Mary Jane Lamond does not step-dance, but she includes the sounds of step dancers at a West Mabou, Cape Breton, community centre on Stepping Song, which has been made into a video. It is part of Lamond's passion for her adopted community that she maintain the authentic sounds and songs of Gaelic culture in her music. The singer from Kingston, Ont., spent her formative years in Ontario and Quebec, but had soaked up Celtic influences when visiting her paternal grandparents in Cape Breton. Lamond returned to the East Coast to attend the Celtic studies program at Saint Francis Xavier University in Antigonish, N.S., graduating with a BA in 1995. "I fell in love with the culture and history and the language," says Lamond, who notes that it has taken her about seven years to learn to speak Gaelic proficiently.
While her academic studies did not include music, Lamond sought out Gaelic speakers in Cape Breton to teach her their songs. In 1994, she made a CD of traditional songs that featured a then-largely unknown Ashley MacIsaac, the beginning of a highly successful collaboration that has yielded the hit Sleepy Maggie and extensive touring as a member of MacIsaac's troupe. Now, with the release of her own CD, Lamond is in the midst of another North American tour.

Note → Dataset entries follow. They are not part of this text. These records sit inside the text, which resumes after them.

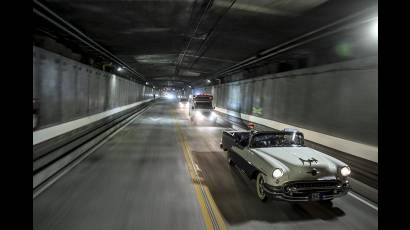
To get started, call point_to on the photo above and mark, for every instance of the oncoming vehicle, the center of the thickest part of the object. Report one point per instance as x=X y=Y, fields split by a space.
x=284 y=168
x=201 y=109
x=183 y=101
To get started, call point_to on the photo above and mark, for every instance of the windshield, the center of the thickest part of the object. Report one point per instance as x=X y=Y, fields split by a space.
x=290 y=139
x=203 y=105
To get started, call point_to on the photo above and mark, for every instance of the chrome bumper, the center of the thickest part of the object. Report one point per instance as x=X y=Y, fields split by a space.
x=316 y=191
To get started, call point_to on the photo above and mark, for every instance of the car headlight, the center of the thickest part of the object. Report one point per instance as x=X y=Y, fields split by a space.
x=277 y=173
x=345 y=171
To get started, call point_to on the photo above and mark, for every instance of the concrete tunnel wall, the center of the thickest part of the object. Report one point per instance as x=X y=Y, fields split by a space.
x=68 y=90
x=339 y=99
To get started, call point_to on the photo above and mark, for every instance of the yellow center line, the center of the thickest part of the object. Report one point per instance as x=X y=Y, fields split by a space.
x=210 y=212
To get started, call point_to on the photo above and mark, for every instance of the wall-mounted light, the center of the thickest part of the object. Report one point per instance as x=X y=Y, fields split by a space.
x=375 y=29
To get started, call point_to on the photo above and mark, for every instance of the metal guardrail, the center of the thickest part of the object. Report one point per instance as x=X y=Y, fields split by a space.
x=53 y=156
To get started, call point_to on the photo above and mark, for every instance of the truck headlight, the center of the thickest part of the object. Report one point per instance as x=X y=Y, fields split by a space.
x=345 y=171
x=277 y=173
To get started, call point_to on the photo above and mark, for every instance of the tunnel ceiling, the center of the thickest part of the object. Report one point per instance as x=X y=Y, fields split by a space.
x=153 y=36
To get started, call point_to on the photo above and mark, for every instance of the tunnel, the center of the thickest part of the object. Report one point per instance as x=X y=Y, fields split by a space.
x=205 y=114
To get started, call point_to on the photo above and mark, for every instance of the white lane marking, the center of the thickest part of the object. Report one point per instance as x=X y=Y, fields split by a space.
x=354 y=148
x=48 y=133
x=363 y=201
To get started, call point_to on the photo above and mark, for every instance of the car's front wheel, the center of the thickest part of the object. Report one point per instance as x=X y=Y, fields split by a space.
x=259 y=188
x=229 y=158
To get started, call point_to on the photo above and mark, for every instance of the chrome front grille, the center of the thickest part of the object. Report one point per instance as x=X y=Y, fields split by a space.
x=311 y=185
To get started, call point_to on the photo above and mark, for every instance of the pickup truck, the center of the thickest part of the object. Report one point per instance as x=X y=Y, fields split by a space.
x=284 y=168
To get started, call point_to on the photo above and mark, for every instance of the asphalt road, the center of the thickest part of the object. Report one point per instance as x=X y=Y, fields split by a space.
x=139 y=180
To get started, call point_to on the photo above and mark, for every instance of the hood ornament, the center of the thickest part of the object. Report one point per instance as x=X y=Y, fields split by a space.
x=314 y=172
x=308 y=160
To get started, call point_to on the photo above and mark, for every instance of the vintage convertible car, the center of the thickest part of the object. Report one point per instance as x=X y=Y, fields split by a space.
x=284 y=168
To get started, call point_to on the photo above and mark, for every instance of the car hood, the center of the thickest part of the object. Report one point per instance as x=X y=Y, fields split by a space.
x=294 y=160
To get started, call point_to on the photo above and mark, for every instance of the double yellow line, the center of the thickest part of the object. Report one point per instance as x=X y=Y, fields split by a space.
x=210 y=212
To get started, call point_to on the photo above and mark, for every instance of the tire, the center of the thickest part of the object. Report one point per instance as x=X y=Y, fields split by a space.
x=259 y=188
x=230 y=161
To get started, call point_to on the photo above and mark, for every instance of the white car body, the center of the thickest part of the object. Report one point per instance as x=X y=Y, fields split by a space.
x=307 y=174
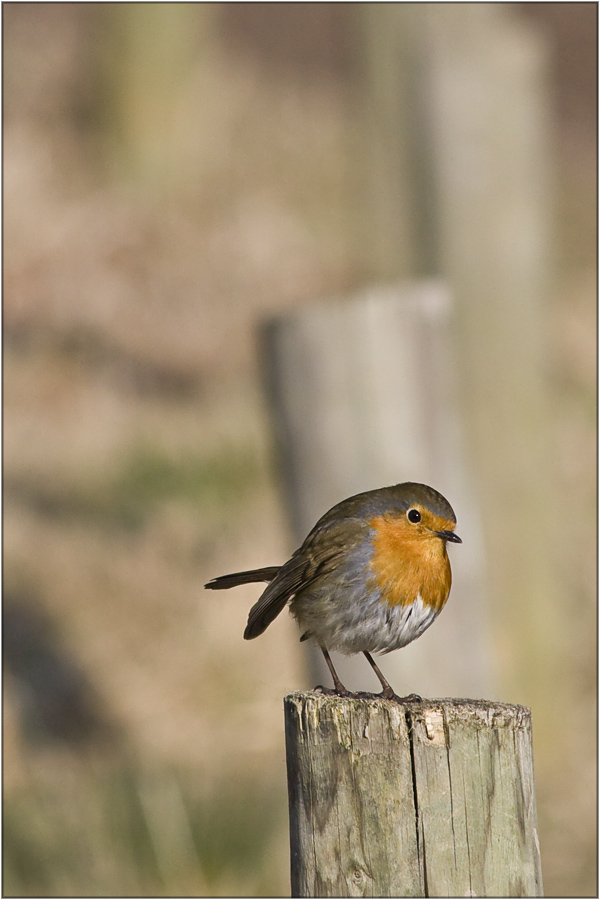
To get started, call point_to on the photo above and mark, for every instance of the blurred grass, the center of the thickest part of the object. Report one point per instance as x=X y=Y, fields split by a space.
x=136 y=831
x=147 y=478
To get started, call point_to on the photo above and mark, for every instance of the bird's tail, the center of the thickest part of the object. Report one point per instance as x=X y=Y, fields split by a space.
x=226 y=581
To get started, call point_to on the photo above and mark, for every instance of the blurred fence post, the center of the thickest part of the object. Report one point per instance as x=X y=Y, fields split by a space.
x=362 y=392
x=486 y=100
x=431 y=799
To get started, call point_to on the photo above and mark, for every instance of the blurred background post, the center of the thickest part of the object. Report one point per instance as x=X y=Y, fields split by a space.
x=175 y=175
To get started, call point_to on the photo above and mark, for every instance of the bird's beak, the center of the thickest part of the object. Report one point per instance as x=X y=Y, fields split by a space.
x=449 y=536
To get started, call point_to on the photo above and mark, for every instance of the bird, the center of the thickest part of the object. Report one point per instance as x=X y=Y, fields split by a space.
x=370 y=577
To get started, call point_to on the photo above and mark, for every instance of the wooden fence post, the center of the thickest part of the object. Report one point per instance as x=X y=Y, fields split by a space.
x=419 y=799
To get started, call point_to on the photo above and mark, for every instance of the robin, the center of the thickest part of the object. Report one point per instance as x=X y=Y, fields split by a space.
x=370 y=577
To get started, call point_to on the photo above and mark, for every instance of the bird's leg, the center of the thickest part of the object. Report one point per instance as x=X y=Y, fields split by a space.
x=339 y=689
x=388 y=692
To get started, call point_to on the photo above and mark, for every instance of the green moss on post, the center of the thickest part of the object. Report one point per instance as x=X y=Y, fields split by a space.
x=434 y=798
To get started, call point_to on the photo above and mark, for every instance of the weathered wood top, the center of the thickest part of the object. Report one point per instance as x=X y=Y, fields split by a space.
x=419 y=798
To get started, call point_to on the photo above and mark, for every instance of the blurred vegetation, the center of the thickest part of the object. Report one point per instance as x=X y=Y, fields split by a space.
x=146 y=478
x=146 y=235
x=133 y=832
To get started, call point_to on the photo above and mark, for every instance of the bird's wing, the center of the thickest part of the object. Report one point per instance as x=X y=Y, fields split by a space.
x=321 y=552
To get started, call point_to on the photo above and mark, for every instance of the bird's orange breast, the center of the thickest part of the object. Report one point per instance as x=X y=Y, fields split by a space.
x=405 y=564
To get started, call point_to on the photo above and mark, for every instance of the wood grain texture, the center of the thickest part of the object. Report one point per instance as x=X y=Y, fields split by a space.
x=434 y=798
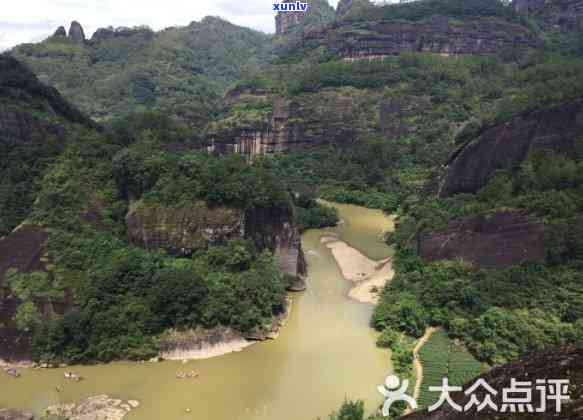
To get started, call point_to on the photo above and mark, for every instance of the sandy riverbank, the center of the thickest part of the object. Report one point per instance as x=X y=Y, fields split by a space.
x=370 y=276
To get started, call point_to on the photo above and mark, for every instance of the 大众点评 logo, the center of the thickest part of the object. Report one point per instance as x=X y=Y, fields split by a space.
x=517 y=398
x=297 y=6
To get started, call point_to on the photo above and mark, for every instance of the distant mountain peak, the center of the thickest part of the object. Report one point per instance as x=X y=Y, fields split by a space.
x=76 y=32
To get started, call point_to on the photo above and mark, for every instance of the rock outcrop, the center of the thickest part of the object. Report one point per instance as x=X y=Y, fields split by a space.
x=558 y=363
x=285 y=22
x=506 y=146
x=76 y=32
x=395 y=111
x=346 y=6
x=497 y=240
x=181 y=231
x=60 y=32
x=185 y=230
x=293 y=20
x=15 y=415
x=307 y=121
x=438 y=34
x=564 y=14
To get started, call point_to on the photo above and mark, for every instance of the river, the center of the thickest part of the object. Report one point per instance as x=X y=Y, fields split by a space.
x=324 y=353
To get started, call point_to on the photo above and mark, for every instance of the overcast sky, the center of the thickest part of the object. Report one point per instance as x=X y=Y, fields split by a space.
x=33 y=20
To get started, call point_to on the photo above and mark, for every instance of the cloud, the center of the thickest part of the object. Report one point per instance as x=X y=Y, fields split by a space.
x=32 y=20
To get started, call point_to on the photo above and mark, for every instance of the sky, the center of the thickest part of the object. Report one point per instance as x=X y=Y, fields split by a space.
x=33 y=20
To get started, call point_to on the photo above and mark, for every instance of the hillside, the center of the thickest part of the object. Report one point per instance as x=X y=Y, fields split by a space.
x=463 y=118
x=113 y=221
x=182 y=71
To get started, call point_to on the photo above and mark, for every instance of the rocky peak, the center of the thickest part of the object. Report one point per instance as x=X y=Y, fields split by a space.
x=60 y=32
x=76 y=32
x=285 y=22
x=507 y=145
x=565 y=14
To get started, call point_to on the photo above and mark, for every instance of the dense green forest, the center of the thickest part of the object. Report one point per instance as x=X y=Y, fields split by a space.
x=414 y=111
x=114 y=283
x=181 y=71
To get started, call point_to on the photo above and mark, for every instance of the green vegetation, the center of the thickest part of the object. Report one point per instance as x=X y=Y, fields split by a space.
x=27 y=105
x=443 y=358
x=499 y=314
x=125 y=296
x=181 y=71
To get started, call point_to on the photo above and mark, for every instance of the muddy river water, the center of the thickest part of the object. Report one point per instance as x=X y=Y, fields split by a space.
x=324 y=353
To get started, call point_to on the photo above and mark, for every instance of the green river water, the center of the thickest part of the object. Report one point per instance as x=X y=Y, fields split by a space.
x=325 y=352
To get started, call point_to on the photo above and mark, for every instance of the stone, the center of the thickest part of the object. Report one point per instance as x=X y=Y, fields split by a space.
x=557 y=129
x=60 y=32
x=76 y=32
x=557 y=363
x=15 y=415
x=100 y=407
x=437 y=34
x=497 y=240
x=564 y=14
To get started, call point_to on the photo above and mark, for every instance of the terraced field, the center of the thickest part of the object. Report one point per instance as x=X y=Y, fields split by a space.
x=441 y=358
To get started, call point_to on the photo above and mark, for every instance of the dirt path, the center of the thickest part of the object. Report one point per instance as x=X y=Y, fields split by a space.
x=417 y=365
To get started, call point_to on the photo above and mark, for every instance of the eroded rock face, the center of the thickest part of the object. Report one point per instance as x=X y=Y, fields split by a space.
x=565 y=14
x=395 y=111
x=506 y=146
x=373 y=40
x=182 y=231
x=558 y=363
x=76 y=32
x=497 y=240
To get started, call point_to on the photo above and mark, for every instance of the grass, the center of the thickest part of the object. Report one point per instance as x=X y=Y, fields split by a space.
x=442 y=357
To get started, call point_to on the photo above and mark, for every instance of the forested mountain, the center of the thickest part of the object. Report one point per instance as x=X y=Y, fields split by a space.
x=181 y=71
x=463 y=117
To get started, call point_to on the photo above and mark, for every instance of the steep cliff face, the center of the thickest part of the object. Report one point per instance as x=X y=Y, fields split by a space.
x=304 y=122
x=76 y=32
x=23 y=250
x=556 y=129
x=438 y=34
x=185 y=230
x=292 y=20
x=565 y=14
x=557 y=363
x=497 y=240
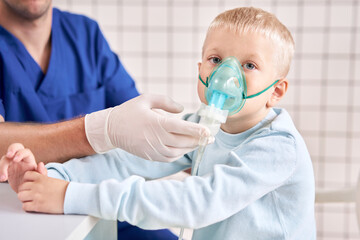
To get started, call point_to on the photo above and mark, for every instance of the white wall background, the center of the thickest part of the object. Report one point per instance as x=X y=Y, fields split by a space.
x=160 y=43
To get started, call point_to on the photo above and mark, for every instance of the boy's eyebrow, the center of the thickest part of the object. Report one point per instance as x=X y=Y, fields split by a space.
x=255 y=56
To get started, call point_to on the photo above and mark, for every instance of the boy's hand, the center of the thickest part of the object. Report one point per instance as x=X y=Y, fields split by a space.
x=40 y=193
x=15 y=163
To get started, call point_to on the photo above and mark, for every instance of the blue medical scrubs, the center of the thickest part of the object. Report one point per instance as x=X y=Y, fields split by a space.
x=83 y=76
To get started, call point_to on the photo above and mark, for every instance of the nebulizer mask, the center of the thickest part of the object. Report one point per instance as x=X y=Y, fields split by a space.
x=225 y=93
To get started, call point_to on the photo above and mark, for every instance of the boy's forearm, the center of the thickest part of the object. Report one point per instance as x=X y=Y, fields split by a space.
x=56 y=142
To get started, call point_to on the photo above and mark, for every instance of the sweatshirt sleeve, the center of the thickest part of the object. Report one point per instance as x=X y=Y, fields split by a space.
x=116 y=164
x=196 y=202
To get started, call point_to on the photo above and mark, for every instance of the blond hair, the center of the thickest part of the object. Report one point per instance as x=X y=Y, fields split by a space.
x=255 y=20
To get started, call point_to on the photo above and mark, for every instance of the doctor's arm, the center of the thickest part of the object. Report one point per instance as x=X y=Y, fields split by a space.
x=196 y=202
x=133 y=126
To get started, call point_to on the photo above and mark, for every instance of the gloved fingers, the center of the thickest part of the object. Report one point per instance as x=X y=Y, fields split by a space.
x=164 y=103
x=24 y=155
x=174 y=125
x=13 y=148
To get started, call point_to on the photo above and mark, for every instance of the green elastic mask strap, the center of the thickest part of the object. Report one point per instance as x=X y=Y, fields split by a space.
x=205 y=83
x=257 y=94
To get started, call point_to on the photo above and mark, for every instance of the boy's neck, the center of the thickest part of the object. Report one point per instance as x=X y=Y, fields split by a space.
x=234 y=126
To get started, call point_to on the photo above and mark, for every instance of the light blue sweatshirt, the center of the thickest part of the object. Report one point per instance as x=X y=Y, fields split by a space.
x=258 y=184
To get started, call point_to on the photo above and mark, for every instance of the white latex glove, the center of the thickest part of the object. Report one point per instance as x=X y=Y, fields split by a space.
x=136 y=127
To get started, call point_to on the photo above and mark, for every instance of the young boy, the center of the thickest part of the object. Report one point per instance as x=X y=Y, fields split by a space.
x=255 y=182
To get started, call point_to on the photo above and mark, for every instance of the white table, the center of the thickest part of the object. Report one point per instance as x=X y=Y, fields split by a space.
x=16 y=224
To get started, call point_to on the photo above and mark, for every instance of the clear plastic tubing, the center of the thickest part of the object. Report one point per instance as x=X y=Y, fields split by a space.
x=212 y=116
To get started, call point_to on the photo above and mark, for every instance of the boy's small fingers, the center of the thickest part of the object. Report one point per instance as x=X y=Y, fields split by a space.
x=25 y=155
x=13 y=148
x=25 y=196
x=29 y=206
x=42 y=169
x=4 y=165
x=25 y=186
x=30 y=176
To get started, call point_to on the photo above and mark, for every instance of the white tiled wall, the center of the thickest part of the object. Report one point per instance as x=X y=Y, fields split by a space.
x=159 y=42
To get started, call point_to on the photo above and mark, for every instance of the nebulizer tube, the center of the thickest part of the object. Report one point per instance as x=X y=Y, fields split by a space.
x=225 y=93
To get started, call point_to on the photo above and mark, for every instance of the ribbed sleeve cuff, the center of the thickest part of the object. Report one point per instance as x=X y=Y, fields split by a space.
x=81 y=198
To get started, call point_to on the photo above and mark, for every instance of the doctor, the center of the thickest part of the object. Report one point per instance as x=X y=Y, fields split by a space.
x=57 y=66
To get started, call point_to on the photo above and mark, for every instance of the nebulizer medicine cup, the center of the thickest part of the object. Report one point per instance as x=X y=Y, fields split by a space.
x=225 y=95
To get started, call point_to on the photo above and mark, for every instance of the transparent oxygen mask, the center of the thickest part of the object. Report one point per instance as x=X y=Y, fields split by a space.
x=225 y=93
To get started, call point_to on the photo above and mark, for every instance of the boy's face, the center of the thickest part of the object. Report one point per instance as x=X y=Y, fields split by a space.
x=255 y=53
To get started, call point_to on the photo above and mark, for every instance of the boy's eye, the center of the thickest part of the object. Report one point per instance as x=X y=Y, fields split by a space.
x=215 y=60
x=249 y=66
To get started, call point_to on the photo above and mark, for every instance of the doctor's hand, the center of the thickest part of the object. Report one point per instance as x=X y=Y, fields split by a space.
x=138 y=128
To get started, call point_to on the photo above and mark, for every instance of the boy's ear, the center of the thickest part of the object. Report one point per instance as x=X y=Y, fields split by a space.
x=278 y=93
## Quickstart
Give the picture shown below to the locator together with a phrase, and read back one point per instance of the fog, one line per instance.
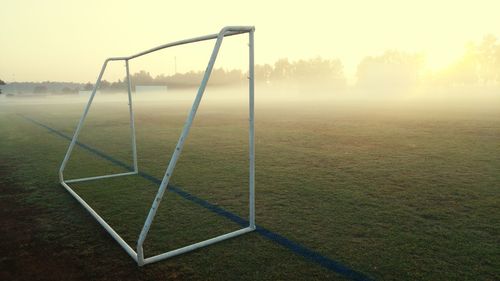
(292, 99)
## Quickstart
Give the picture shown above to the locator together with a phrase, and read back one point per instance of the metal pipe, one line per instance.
(180, 143)
(251, 149)
(197, 245)
(80, 123)
(106, 226)
(100, 177)
(132, 123)
(234, 30)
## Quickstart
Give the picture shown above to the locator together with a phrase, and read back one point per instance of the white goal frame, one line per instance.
(138, 255)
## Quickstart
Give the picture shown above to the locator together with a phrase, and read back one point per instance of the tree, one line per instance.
(392, 72)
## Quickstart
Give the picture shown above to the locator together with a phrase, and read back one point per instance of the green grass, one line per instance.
(396, 194)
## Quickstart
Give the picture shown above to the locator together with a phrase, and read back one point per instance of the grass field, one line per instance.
(395, 191)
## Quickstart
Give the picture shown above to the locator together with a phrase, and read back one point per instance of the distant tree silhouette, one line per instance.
(40, 89)
(480, 64)
(391, 72)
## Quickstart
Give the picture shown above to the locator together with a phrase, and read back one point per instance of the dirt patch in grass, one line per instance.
(26, 255)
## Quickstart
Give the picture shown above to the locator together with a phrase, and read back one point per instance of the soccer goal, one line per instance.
(138, 254)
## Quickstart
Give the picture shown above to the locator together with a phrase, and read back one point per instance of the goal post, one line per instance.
(138, 253)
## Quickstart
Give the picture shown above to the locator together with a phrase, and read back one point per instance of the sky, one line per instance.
(69, 40)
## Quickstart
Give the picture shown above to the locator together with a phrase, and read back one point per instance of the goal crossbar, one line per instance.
(138, 254)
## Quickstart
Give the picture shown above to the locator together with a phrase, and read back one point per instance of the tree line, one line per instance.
(394, 70)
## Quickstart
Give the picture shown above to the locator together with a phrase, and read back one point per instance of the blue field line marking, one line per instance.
(295, 247)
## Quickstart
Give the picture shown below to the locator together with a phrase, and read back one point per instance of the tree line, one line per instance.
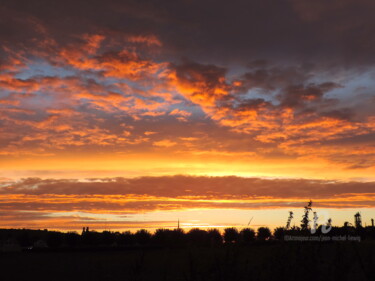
(178, 237)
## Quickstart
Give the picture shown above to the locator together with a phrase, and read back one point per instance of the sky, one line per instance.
(133, 114)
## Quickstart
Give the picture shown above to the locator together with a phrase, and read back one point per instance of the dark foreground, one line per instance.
(260, 261)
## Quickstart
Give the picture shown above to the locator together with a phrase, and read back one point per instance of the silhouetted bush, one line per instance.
(142, 237)
(247, 235)
(263, 233)
(231, 235)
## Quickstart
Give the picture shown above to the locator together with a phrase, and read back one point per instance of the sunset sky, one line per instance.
(133, 114)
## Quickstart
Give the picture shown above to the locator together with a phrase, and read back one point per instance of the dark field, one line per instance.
(259, 261)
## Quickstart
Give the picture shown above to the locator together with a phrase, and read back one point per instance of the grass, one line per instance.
(260, 261)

It may be too early to tell, but so far purists seem to be responding well to Lamond's contemporary arrangements of traditional songs. As for her neighbors in Cape Breton, she says: "People there mostly think it's great, or funny, that I get paid to sing Gaelic songs in Vancouver or Seattle or wherever." And she admits to little concern about how the unfamiliar lyrics might affect sales. "What's important is that I'm doing something I really love," says Lamond. "It's my work, my chosen expression."
Lamond has added yet another innovative element to a lively East Coast music scene. And as Sheri Jones, the Halifax-based manager of Lamond and MacIsaac, points out, Cape Breton has been producing wonderful music for hundreds of years. "What's new is that people outside have discovered it," she says. "Maybe Celtic music has become so popular because people want to become more aware of their roots and cling to something meaningful." But whether the current popular fascination with things Celtic will fade or grow, Jones says, "the music is here to stay."